Es ist der Kern der Mission: jedem die Identität und Erinnerung zurückzugeben, die die Nazis auslöschen wollten. Daran arbeitet die Gedenkstätte Yad Vashem für die Opfer des Holocaust in Jerusalem unermüdlich. Nach sieben Jahrzehnten hat sie einen Meilenstein erreicht: fünf Millionen Namen von in der Schoa ermordeten jüdischen Menschen sind wiederhergestellt.
»Fünf Millionen Namen zu erreichen, ist sowohl ein Meilenstein als auch eine Erinnerung an unsere noch nicht abgeschlossene Verpflichtung«, so Dani Dayan, Vorsitzender von Yad Vashem. »Hinter jedem Namen steht ein Leben, das zählte – ein Kind, das nie erwachsen wurde, ein Elternteil, das nie zurückkehrte, eine Stimme, die für immer verstummte. Es ist unsere moralische Pflicht, sicherzustellen, dass jedes Opfer in Erinnerung bleibt, damit niemand in der Dunkelheit der Anonymität zurückbleibt.«
Online in sechs Sprachen zugänglich
Es sei wichtiger denn je, da die Zahl der Überlebenden schwindet und die Welt bald ohne Zeitzeugen auskommen muss. Die Namen sind in der Datenbank der Namen der Holocaust-Opfer von Yad Vashem erfasst, die online in sechs Sprachen zugänglich ist. Mithilfe von Namens- und Ortsvarianten und speziell entwickelten Algorithmen enthält die Datenbank auch Hunderttausende von persönlichen Akten aus Archivquellen, die über das Leben und das Schicksal der einzelnen Opfer berichten.
Im Laufe der Jahre hat die Datenbank unzähligen Familien geholfen, ihrer Angehörigen zu gedenken und verlorene Verwandte wiederzufinden. Schätzungsweise eine Million Namen von Opfern sind noch immer unbekannt, und viele werden es wohl für immer bleiben. Doch mit neuen Technologien wie Künstlicher Intelligenz und maschinellem Lernen wollen die Teams von Yad Vashem so viele Namen und persönliche Daten wie möglich wiederherstellen.
Dafür analysieren sie Hunderte Millionen Archivdokumente, deren manuelle Recherche zuvor zu umfangreich war. Mit diesen Werkzeugen könnten schätzungsweise noch 250.000 Namen gefunden werden.

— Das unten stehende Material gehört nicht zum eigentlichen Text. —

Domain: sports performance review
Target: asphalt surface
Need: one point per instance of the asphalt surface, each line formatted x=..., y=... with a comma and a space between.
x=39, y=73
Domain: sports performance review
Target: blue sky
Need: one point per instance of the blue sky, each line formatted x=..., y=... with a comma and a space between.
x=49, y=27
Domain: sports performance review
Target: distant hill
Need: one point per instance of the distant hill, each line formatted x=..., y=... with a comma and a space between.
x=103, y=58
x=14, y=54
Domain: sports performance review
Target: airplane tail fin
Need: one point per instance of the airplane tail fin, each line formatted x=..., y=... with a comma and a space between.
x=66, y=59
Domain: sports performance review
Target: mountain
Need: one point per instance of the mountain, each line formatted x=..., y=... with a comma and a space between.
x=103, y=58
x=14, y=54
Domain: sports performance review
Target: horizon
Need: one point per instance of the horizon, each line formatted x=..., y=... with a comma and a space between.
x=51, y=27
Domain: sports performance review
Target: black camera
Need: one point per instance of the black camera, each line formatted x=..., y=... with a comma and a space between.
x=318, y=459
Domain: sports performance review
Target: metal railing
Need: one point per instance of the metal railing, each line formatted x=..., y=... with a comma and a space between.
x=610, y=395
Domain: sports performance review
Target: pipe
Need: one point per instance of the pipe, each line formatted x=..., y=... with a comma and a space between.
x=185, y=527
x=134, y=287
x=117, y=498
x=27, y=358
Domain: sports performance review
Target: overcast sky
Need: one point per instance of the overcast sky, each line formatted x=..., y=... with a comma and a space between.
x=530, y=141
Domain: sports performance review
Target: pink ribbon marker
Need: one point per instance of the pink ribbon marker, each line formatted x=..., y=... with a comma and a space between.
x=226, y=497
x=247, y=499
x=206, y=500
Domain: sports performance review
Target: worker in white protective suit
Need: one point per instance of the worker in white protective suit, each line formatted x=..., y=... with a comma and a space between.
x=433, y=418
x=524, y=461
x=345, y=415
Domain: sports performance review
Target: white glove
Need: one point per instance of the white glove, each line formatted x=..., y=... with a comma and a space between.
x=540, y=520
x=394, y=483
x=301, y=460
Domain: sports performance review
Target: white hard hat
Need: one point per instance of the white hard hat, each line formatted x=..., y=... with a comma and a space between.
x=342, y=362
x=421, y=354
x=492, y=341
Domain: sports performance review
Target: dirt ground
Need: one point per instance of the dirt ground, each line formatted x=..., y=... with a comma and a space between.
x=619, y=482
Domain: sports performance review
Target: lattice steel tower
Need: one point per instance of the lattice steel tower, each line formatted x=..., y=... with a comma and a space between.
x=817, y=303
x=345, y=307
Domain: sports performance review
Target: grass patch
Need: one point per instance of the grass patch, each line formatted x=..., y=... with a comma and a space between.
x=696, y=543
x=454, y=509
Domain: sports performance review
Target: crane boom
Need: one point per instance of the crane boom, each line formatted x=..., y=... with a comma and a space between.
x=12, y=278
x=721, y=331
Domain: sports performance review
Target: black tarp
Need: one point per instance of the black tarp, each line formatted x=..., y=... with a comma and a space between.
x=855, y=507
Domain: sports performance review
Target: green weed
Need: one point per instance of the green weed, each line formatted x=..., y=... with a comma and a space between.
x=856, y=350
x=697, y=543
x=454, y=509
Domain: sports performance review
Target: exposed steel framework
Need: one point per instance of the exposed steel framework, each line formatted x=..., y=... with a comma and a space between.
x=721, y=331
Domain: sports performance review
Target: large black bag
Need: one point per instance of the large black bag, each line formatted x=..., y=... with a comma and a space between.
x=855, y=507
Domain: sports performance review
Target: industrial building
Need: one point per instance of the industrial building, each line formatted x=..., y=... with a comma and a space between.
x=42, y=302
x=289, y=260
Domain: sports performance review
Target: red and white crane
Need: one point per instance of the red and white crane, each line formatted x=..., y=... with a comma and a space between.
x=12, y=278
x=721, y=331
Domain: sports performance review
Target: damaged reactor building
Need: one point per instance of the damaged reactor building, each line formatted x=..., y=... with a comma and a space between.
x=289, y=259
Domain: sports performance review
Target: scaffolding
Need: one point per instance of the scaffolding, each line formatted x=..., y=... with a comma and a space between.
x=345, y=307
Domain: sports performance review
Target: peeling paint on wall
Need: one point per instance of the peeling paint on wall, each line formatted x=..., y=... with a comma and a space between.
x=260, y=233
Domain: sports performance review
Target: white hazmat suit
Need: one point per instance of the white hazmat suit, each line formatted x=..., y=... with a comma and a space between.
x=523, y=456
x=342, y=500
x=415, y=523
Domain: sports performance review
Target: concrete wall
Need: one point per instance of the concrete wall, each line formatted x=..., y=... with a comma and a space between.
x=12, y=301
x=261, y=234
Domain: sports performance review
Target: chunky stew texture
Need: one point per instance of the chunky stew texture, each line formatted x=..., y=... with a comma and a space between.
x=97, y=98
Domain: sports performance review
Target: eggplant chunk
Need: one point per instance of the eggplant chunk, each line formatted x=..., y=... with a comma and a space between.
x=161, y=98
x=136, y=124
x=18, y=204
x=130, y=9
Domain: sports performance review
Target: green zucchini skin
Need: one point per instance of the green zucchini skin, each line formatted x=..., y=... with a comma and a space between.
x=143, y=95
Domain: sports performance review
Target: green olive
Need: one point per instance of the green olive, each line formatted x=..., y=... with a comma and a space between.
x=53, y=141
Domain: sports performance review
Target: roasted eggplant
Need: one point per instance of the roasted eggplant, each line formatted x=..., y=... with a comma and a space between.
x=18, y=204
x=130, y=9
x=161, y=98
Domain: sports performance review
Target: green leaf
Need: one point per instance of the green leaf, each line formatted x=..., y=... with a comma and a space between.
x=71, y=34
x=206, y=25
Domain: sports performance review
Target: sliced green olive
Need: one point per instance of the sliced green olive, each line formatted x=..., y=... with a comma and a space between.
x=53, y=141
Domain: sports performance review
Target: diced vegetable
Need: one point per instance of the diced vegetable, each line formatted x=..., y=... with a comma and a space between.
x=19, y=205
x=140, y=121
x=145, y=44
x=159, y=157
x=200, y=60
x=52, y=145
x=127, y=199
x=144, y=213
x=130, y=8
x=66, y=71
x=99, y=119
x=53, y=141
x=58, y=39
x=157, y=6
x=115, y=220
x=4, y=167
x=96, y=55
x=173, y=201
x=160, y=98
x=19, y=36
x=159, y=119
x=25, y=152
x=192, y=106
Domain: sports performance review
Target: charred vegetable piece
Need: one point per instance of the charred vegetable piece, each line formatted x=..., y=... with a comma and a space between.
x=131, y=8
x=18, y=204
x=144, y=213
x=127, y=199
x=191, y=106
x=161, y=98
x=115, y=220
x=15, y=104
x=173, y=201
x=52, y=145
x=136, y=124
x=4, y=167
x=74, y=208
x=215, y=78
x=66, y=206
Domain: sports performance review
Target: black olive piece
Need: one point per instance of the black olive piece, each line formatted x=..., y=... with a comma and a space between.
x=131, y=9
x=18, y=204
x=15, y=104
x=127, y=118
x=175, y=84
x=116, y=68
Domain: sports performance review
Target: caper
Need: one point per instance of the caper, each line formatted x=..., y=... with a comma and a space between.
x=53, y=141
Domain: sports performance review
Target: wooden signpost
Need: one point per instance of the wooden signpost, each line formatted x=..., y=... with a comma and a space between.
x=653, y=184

Yad-Vashem-Vorsitzender Dani Dayan: »Hinter jedem Namen steht ein Leben, das zählte – ein Kind, das nie erwachsen wurde, ein Elternteil, das nie zurückkehrte, eine Stimme, die für immer verstummte.«
Die Suche nach den Namen ist eine globale Kampagne. Yad Vashem arbeitet mit jüdischen Gemeinden, Archiven, genealogischen Gesellschaften und Forschungseinrichtungen weltweit zusammen. Historische Dokumente sind eine weitere wichtige Quelle. Dies umfasst persönliche Briefe, Tagebücher, Nazi-Dokumente und Deportationslisten, Volkszählungsdaten sowie juristische Dokumente aus Verfahren gegen Nazi-Verbrecher und -Kollaborateure.
Das Erreichen von fünf Millionen Namen wird am 6. November in einem Seminar in Yad Vashem ausführlich vorgestellt und bildet den Höhepunkt einer Veranstaltung der Yad Vashem USA Foundation am 9. November in New York.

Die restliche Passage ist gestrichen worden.